I shouldn't have to be fighting women of my own age, my own generation, my own class.  I was a kid in the 60's, I lived in Virginia Water, there was a stark contrast between those who owned their properties and those who rented them.  I think that was when the divisions of class hurt me the most.  I hung out with the rich kids, because they were the more articulate, more like me, and I loved the sheer joy in their faces when I taught them how to swear and make mud pies.  I loved the kids like me too, the poor kids, the fun ones, the ones who knew how to enjoy life.  

It wasn't the rich kids or their parents, per se, who turned me into a class warrior.  It was society's perceptions of those friendships.  Our teachers (catholic school) always knew how to segregate the financial donars and those who fitted into the designated catchment areas.  In the 1960's there was no necessity to disguise class prejudice.  

  I learned to accept my 'station' in life at a very early age, but I didn't blame those on the other side of that great big class barrier.  From what I knew, they were one the whole, good eggs, who meant well. 

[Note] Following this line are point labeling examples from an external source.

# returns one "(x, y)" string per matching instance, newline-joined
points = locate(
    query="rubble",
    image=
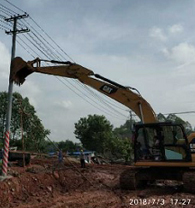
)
(45, 183)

Albeit, I believe most of my readers come from classes way above mine.  I felt as though I missed out, because my parents were nuts and totally irresponsible.  I was placed into a convent/prison where I encountered living/walking/talking psychopaths on a daily basis.  Those freaky nazis in those old black and white films that mesmerized me as a kid, actually existed.    What a nightmare to find out that they do.